> [!tldr]
> **Generalized linear models (GLM)** model a random variable $Y$ following some distribution $f_{Y}(\cdot; \beta)$ from a certain [[Exponential Dispersion Family|exponential dispersion family]] parametrized by $\beta$.
>
> Instead modeling $Y=\beta^ T X$ directly like in OLS, GLMs estimate its mean $\mu=\mathbb{E}[Y]$ via $g(\mu)=\beta^{T} X=: \eta$for a suitable [[Link Function|link function]] $g$. The coefficients $\beta$ can then be fitted analytically for some distributions or numerically for others.
For inference from a sample $(\mathbf{y},\mathbf{X})$, each $y_{i}$ is assumed to follow the same family of distributions $\mathcal{P}_{Y}$, but have different mean $\mu_{i}:= \mathbb{E}[y_{i}]$ that should be modeled with $g(\mu_{i})=\beta^{T}X_{i}$ using the same $g,\beta$.
## Solving for GLM Coefficients
In matrix notation, $g_{\beta}(\hat{\pmb{\mu}})=\pmb{\eta}:= \mathbf{X}\beta,$and the joint likelihood is (assuming $g$ is the canonical link) $f(\mathbf{y} ;\beta)=\exp\left[ \frac{1}{\phi}\left( \pmb{\eta}^{T}\mathbf{y}-\sum_{i=1}^{N}\kappa(\eta_{i}) \right) \right]h(\mathbf{y};\phi),$so the MLE only needs to maximize $\pmb{\eta}^{T} \mathbf{y}-\sum_{i}\kappa(\eta_{i})=\sum_{i}(\eta_{i}y_{i}-\kappa(\eta_{i})).$
Equivalently, *the MLE coefficients of the GLM minimizes the [[Deviance|deviance]]*: $\underbrace{\left( \sum_{i}\hat{\theta}^{\mathrm{sat}}y_{i}-\kappa(\hat{\theta}^{\mathrm{sat}}) \right)}_{\phi\, \cdot\,\text{saturated loglik}}- \underbrace{\sum_{i}(\eta_{i}y_{i}-\kappa(\eta_{i}))}_{\phi\, \cdot\,\text{loglik}(\pmb{\eta})}=\frac{1}{2}D(\pmb{\eta}),$where $D(\pmb{\eta})$ is the deviance of the GLM with coefficients $\pmb{\eta}$ (compared to the saturated model with coefficients $\hat{\theta}^\mathrm{sat}$).
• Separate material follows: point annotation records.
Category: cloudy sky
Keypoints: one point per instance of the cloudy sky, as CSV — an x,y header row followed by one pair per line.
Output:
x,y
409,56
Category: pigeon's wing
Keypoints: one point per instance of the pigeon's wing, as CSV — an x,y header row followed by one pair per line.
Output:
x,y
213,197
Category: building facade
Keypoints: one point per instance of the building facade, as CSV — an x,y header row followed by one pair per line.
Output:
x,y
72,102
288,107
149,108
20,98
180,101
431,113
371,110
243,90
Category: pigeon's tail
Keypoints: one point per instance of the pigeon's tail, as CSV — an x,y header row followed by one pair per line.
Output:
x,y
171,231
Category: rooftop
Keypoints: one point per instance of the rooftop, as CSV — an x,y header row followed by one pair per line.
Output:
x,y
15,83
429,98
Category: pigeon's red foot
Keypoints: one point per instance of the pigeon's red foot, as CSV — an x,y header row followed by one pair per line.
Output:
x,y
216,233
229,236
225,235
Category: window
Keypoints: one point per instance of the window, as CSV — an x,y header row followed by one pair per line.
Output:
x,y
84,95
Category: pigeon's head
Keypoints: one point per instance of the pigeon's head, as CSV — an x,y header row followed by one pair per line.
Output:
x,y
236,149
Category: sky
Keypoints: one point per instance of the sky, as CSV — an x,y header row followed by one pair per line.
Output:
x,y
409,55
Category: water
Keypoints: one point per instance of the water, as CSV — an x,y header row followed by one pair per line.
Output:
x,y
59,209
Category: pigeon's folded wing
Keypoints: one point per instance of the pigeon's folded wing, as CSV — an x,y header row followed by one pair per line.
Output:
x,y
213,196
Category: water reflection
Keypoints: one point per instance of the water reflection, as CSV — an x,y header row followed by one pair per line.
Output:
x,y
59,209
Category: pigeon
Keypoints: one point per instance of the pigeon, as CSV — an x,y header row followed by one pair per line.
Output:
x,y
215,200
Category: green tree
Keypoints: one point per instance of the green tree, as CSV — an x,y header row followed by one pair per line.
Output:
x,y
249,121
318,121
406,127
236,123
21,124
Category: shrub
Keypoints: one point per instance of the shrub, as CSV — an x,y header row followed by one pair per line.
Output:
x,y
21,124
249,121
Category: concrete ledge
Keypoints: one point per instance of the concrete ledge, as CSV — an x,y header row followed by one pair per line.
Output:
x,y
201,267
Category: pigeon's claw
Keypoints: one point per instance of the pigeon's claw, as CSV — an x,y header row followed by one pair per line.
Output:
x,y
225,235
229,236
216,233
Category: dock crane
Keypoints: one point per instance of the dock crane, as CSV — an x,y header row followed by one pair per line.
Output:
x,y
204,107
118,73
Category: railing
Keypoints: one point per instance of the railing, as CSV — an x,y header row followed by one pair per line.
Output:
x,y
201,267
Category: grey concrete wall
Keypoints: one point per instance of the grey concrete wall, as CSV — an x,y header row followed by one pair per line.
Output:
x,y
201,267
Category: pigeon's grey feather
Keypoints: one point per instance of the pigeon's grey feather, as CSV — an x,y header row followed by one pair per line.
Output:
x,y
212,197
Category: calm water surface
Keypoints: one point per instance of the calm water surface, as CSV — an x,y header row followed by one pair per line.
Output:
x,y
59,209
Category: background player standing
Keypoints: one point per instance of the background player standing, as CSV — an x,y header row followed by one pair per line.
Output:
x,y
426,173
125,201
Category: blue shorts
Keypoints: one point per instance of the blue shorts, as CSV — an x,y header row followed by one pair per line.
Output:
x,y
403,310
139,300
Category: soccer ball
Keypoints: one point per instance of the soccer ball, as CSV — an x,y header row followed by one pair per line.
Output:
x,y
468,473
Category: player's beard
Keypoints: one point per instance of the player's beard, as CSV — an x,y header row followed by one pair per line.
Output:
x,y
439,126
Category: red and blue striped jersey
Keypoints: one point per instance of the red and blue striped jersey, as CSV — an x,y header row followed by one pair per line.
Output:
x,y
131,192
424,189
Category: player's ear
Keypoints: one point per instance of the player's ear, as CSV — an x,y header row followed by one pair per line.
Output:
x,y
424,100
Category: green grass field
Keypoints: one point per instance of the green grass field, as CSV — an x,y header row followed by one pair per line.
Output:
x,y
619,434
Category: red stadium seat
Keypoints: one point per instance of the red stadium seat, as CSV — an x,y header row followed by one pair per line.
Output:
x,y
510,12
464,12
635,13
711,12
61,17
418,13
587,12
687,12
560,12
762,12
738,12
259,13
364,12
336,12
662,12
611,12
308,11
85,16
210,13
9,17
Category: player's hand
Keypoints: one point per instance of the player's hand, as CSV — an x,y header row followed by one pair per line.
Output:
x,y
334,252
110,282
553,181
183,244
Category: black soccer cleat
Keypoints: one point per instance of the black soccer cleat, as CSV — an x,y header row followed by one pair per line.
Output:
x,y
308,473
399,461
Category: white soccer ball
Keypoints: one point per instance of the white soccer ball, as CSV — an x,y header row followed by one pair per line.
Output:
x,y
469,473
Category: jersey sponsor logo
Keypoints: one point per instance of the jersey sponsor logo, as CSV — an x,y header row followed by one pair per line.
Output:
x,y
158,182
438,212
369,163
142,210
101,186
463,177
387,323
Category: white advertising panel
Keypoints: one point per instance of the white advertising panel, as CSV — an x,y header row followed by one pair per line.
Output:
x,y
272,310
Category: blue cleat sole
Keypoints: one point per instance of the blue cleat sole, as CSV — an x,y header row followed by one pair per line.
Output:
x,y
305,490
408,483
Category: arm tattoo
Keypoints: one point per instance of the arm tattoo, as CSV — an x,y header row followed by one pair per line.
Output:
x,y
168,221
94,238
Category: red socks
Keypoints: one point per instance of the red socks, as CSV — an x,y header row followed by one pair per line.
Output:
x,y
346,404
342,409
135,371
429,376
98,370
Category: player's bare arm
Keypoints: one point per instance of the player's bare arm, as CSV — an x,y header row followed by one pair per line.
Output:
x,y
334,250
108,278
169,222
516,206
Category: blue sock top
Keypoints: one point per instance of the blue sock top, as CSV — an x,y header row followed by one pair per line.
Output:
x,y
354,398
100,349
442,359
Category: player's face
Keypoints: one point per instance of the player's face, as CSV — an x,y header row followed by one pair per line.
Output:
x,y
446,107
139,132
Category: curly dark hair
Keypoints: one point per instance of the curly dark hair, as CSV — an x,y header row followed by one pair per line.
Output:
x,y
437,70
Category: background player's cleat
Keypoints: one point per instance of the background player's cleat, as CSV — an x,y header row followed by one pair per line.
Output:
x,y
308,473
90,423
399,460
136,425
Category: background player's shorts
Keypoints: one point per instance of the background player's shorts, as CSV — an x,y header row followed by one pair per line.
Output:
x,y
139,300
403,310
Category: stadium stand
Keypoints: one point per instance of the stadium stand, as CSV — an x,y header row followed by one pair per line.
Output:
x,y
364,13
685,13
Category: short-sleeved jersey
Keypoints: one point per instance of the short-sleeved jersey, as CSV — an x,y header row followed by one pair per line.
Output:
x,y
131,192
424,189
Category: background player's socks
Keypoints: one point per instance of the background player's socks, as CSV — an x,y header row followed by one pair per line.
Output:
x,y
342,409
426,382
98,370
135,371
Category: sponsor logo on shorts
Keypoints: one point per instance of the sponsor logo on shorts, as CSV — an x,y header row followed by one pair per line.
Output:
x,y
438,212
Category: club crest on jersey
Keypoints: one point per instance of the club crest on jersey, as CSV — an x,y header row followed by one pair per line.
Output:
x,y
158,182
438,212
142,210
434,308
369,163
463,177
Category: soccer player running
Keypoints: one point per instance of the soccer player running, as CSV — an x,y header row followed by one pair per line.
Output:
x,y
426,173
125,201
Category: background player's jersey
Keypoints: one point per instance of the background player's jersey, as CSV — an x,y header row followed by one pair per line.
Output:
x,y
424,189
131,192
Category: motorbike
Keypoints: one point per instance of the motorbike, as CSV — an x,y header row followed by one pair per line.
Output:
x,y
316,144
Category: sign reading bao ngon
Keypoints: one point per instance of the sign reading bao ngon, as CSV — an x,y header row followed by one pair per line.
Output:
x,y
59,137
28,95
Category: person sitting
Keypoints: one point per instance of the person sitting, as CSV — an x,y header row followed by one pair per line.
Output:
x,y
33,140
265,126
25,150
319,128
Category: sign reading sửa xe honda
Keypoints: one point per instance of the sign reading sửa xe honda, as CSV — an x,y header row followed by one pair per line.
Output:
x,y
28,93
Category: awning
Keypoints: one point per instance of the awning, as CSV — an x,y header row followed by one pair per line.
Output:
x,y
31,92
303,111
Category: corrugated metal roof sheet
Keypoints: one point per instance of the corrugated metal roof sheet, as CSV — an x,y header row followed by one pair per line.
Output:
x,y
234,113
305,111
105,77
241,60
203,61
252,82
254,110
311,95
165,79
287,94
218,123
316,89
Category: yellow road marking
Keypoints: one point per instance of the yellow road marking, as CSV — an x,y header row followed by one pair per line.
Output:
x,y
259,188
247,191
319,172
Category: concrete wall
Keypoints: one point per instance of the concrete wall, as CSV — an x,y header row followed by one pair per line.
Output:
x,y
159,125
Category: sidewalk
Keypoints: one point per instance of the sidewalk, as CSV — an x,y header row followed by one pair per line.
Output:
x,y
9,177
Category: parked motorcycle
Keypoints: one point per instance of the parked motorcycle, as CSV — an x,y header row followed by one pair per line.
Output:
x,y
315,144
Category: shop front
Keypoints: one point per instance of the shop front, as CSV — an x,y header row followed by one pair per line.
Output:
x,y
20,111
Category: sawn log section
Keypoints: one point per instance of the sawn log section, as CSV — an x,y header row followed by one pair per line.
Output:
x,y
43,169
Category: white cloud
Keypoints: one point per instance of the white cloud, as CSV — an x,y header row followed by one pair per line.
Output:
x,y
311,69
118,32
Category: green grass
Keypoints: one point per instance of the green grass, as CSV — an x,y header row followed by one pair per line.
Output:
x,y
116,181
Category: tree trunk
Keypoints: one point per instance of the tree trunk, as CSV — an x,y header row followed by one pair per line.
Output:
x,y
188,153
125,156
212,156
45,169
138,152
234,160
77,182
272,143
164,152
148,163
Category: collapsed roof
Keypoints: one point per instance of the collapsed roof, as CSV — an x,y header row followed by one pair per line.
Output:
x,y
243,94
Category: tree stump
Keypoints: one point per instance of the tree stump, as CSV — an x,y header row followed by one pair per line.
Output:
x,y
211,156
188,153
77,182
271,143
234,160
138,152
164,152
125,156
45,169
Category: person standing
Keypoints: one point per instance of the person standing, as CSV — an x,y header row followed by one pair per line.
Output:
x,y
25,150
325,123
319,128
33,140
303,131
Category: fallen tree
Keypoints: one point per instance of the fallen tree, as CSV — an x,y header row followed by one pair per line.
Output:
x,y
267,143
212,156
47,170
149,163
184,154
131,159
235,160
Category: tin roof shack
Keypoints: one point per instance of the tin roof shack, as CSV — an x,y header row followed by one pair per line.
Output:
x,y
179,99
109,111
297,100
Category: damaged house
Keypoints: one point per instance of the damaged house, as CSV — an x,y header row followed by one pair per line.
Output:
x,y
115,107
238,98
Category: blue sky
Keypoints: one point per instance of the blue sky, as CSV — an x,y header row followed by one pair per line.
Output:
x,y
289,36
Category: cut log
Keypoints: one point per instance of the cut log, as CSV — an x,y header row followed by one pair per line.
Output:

Taking the derivative and using the [[Exponential Dispersion Family#Moments of EDFs|identity]] $\kappa'(\eta)=\mu(\eta)=g^{-1}(\eta)$, the MLE solves $\mathbf{X}^{T}(\mathbf{y}-g^{-1}(\mathbf{X}\beta))=0.$This is solvable analytically for distributions like Gaussians where $g^{-1}$ is linear; other distributions require numerical solutions. The [[Iteratively Reweighted Least Squares|IRLS]] is the most common numerical solution, equivalent to applying the Newton-Raphson method to finding the MLE.
## Choice of Link Functions
![[GLMRelation.png#invert|center]]
In exponential dispersion families, $\mu=\mu(\theta)$ is invertible, so choosing the [[Link Function#Canonical Link Function|canonical link function]] $g=\mu^{-1}$ allowing us to directly model $\theta=\eta$.
- For example, **logistic regression** models $Y_{i} \overset{\mathrm{indep.}}{\sim}\mathrm{Binom}(n_{i}, p_{i})$ variables ($n_{i}$ is known) with the canonical link $p_{i} \mapsto \log(p_{i} / (1-p_{i}))$, aka the **log-odds** function. ^84f6f6
- This is equivalent to linearly model the log-odds $\eta \in \mathbb{R}$, then passing it to the function $\eta \mapsto \exp(\eta) / (1+\exp(\eta))$ to squish it into $[0,1]$.
## GLM Residuals
Since GLM inherently assumes heteroscedasticity (each observation has variance $\mathrm{Var}(Y_{i})=\phi V(\mu_{i})$, approximated by $\hat{\phi}V(\hat{\mu}_{i})$), direct comparison of residuals is unsound.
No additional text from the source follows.